Moving inevitably toward science

Did your parents and family have any influence in your interest in science?

I can't remember anybody from the family or any friends influencing me at all. I don't think there was ever a time when I didn't want to do science – though I can't tell you where I got the idea. I never wanted to do medicine or be an engineer. From a quite early time I was interested in growing things, particularly plants. The lady at the back of where we lived used to feed wheat to her chooks, and I borrowed some wheat from her and experimented on the germination of wheat seeds. Also, I found you could get peas from somewhere or other, and I realised that they germinated in a different way to wheat. So I started doing biological experiments on my own, totally without any outside influence.

This led me to trying to do biology as a subject at Scotch. There were a lot of children of farmers, landowners, at the school and we had an agricultural subject stream (it was part of the matriculation stream in those days) in which they did biology, and I thought it would be good for me to do that. When I went to the headmaster, though, and asked whether I too could do biology, as either an extra subject or an alternative subject, his answer was, 'No. Do something that will be useful for your career, lad.'

Did anyone outside your family stimulate your interest in science?

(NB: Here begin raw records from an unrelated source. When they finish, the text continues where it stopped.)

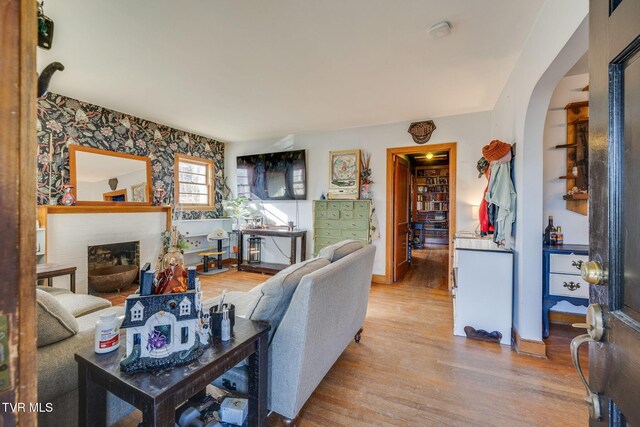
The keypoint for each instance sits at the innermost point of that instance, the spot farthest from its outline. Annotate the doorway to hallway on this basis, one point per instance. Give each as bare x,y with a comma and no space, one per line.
421,184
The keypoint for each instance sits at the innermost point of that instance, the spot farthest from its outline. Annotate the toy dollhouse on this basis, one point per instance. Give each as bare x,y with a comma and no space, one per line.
165,329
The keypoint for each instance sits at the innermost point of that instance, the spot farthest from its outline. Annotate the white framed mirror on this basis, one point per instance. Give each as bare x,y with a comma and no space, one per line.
108,177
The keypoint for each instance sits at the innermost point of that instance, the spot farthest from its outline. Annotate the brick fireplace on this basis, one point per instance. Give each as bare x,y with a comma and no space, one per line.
126,253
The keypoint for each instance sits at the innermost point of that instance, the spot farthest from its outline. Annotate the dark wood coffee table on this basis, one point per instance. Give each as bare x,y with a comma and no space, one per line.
157,394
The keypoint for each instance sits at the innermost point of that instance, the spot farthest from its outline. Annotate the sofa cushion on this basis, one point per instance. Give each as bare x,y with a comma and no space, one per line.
55,323
82,304
77,304
274,295
340,250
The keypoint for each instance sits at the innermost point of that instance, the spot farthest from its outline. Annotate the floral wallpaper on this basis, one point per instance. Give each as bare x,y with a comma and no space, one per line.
65,121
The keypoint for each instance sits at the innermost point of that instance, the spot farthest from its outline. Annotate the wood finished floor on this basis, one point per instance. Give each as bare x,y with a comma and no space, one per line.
409,370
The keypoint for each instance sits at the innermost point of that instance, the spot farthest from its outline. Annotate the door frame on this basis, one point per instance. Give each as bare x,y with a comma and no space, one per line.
451,148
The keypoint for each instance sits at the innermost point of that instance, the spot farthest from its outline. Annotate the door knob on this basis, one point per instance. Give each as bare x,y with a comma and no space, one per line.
592,272
595,329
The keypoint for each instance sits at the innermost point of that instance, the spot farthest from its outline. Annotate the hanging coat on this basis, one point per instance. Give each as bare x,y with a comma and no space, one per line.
502,194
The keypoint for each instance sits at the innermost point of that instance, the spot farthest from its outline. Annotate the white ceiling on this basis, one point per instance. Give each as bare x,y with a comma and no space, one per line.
241,70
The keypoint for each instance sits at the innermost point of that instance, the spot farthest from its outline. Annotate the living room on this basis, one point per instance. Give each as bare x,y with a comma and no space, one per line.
153,121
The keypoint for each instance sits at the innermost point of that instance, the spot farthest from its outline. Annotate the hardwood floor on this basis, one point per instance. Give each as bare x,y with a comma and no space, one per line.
429,266
409,370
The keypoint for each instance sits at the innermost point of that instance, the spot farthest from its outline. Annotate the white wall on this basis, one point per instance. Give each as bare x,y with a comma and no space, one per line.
575,227
557,41
70,235
470,131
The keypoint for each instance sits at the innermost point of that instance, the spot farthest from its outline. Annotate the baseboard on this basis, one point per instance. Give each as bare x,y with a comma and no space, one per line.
527,347
559,318
380,279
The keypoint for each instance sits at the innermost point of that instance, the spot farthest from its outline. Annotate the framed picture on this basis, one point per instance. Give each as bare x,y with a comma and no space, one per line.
344,174
139,192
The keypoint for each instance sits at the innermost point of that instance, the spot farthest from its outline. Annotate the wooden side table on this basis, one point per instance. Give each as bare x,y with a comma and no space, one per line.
49,271
158,393
269,267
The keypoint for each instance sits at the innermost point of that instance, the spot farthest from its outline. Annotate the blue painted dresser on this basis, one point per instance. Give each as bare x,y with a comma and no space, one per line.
562,280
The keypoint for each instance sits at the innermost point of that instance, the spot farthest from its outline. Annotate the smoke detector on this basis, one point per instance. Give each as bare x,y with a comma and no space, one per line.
439,30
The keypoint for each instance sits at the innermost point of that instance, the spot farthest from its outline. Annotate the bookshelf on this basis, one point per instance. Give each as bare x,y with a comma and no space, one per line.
431,204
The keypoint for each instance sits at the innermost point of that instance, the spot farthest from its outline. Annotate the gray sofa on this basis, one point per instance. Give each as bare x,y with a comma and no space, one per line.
315,309
66,324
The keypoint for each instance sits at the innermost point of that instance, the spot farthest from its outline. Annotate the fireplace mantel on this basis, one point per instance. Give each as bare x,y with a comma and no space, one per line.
71,230
43,211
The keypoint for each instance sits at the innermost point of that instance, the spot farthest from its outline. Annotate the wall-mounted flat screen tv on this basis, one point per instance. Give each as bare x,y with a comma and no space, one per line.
273,176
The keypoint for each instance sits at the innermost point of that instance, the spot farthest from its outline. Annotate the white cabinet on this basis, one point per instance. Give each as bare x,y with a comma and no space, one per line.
483,293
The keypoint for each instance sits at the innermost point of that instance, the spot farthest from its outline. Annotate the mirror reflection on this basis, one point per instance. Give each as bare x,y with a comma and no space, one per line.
107,176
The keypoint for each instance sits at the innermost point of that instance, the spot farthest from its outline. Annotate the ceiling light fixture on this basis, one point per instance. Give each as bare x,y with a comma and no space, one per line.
440,29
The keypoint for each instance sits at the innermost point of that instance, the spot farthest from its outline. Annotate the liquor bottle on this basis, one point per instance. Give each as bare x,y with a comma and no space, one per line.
548,231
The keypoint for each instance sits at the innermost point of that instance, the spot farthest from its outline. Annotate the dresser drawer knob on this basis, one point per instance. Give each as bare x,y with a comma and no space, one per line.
572,286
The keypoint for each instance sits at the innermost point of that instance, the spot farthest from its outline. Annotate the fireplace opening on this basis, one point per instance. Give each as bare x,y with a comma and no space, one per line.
113,266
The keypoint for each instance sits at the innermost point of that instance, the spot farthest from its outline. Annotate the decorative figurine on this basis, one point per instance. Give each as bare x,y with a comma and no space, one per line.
165,325
68,199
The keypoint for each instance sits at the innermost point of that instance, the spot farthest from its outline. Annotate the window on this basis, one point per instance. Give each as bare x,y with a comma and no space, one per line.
193,181
137,312
185,307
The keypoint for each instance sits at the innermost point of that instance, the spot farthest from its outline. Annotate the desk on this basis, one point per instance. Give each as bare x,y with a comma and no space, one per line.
49,271
267,267
158,393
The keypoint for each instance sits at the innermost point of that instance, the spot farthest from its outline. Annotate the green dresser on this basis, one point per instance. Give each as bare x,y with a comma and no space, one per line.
337,220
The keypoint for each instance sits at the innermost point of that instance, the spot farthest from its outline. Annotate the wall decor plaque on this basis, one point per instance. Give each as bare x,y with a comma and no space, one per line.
421,131
344,174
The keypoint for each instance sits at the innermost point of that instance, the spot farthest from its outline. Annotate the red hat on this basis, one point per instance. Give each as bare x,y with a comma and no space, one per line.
495,150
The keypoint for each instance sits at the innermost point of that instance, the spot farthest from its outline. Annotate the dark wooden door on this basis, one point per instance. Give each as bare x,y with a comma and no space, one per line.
401,185
614,364
18,207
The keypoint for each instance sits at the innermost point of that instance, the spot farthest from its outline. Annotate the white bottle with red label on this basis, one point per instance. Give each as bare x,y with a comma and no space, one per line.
107,333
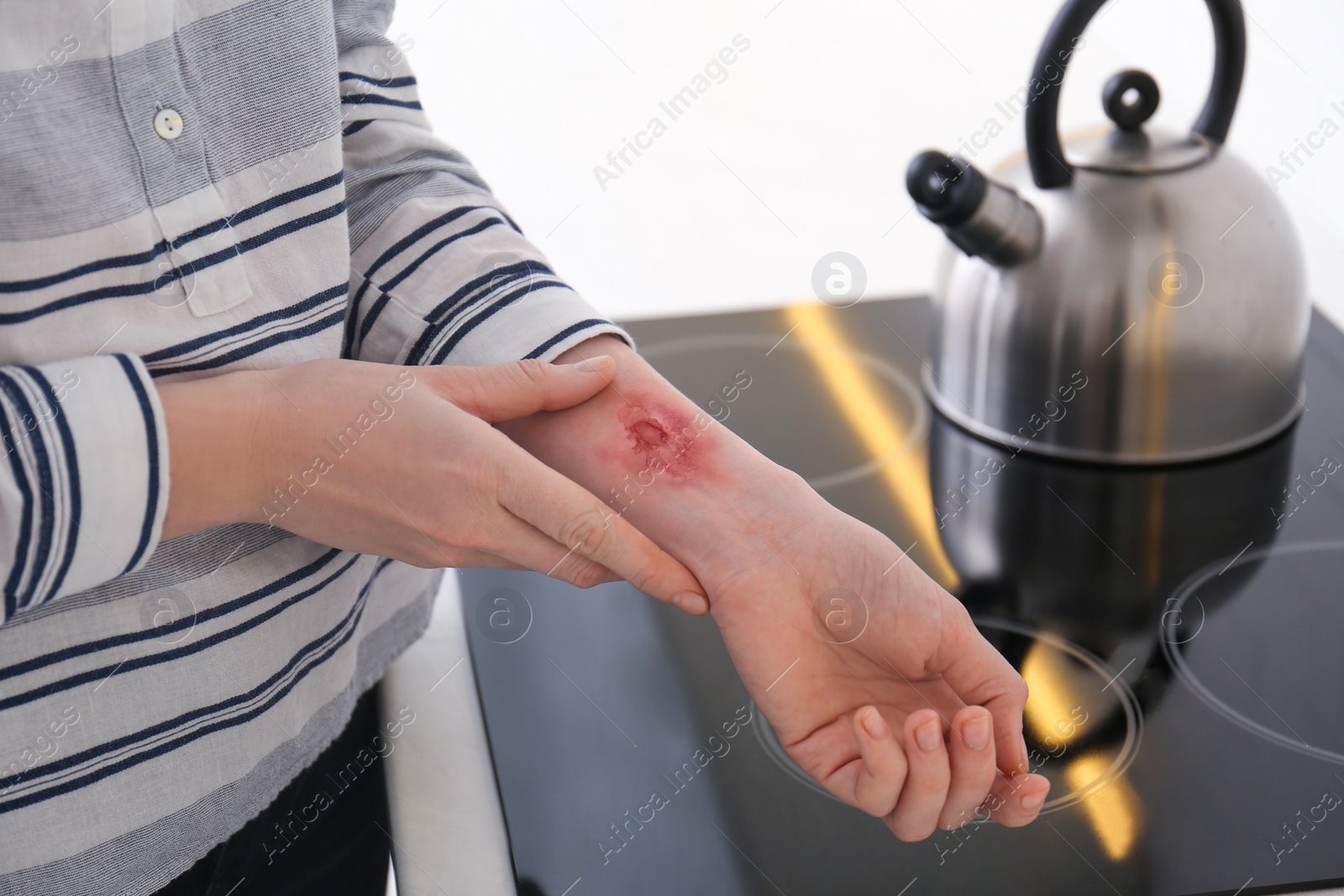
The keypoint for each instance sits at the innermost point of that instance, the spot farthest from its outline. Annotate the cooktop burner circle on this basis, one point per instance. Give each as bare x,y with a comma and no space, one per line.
1121,700
916,409
1263,569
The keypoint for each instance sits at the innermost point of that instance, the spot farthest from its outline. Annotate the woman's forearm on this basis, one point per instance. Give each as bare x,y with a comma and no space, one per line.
654,457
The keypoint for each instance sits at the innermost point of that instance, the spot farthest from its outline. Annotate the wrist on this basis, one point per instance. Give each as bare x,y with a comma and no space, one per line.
685,479
217,429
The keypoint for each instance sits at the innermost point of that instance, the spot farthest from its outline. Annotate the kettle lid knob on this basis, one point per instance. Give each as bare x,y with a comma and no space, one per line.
1131,98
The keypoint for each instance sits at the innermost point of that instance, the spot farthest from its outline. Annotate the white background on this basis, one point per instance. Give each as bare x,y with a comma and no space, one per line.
803,149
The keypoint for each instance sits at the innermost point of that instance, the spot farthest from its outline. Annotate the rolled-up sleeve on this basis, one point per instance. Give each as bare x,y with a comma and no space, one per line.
84,485
440,273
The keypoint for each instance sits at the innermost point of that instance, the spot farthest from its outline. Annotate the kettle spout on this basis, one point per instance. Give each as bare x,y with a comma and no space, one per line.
980,217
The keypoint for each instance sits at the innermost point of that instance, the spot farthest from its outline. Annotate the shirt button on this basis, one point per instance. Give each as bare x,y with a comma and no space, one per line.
168,123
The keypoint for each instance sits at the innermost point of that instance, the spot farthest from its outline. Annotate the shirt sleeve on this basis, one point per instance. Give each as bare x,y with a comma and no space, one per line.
84,484
440,273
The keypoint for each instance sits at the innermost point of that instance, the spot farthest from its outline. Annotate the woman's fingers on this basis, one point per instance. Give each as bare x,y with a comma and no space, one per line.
927,783
1016,801
972,748
584,526
884,766
528,547
981,676
508,391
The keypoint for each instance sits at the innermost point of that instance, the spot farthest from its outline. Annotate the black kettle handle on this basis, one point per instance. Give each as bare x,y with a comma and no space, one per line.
1048,167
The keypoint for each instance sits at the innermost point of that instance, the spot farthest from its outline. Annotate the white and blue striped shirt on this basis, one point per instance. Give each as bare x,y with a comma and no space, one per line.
190,187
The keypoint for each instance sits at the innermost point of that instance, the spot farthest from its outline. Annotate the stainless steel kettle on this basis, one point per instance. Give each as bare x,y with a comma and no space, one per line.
1131,298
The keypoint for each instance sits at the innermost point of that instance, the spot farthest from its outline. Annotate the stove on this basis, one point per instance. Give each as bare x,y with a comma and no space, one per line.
1180,629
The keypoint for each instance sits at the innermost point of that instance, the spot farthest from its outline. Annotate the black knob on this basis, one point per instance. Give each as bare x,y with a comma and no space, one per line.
1131,98
947,190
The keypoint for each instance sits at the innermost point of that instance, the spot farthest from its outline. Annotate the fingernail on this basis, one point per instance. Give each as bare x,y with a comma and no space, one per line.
874,725
694,604
929,735
978,732
593,364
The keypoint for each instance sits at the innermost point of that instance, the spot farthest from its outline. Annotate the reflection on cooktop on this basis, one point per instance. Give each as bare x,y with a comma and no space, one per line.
1229,649
1179,629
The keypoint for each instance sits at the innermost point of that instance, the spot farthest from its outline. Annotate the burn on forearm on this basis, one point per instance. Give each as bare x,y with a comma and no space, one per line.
660,443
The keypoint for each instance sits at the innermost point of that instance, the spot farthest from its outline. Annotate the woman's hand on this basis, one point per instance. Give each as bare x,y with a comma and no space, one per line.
916,720
877,683
405,463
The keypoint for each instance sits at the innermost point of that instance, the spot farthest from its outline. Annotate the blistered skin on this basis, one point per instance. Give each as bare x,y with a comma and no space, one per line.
662,443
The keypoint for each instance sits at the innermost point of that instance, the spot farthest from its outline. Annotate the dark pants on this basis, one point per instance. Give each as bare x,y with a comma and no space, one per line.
342,851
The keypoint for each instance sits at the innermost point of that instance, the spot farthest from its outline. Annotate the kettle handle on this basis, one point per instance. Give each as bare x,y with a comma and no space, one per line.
1045,152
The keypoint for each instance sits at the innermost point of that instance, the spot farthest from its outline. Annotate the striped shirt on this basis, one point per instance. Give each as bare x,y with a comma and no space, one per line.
190,187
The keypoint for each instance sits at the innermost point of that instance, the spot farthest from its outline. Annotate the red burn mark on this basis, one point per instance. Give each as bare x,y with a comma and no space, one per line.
648,432
663,445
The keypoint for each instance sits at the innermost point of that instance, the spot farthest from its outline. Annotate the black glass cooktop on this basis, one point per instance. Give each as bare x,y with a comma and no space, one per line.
1180,631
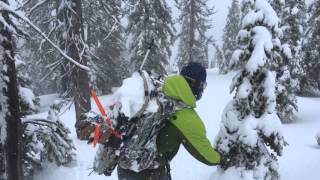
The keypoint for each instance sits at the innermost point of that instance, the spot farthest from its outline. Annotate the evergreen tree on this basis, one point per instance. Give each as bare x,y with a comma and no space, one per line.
219,58
310,81
105,38
151,27
28,101
10,122
294,20
46,141
65,24
231,30
195,23
250,125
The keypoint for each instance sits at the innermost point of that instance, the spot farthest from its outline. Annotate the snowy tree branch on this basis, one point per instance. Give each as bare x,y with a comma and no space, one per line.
5,7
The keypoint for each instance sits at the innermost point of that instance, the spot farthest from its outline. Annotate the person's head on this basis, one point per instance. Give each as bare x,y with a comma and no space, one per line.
196,75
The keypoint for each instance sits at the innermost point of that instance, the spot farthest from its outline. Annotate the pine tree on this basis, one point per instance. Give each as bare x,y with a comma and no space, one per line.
65,24
28,101
105,36
10,122
310,81
46,141
294,26
231,30
250,125
195,23
150,21
219,58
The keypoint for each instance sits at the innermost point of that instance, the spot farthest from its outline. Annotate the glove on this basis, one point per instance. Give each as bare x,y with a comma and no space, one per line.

I think the biggest stimulus came from my own ideas. I was with a group of Scotch lads, however – eventually there were about six or seven of us – who all went on to university to do either science or agricultural science. They were an influential group; as we went through together we probably influenced each other. We were very lucky in having a very good senior science master at Scotch, John Dow, who certainly encouraged us and showed us the best way of doing things. So if there was an influence, I think it came from Scotch and my colleagues.

What sorts of memories do you have of studying science at university?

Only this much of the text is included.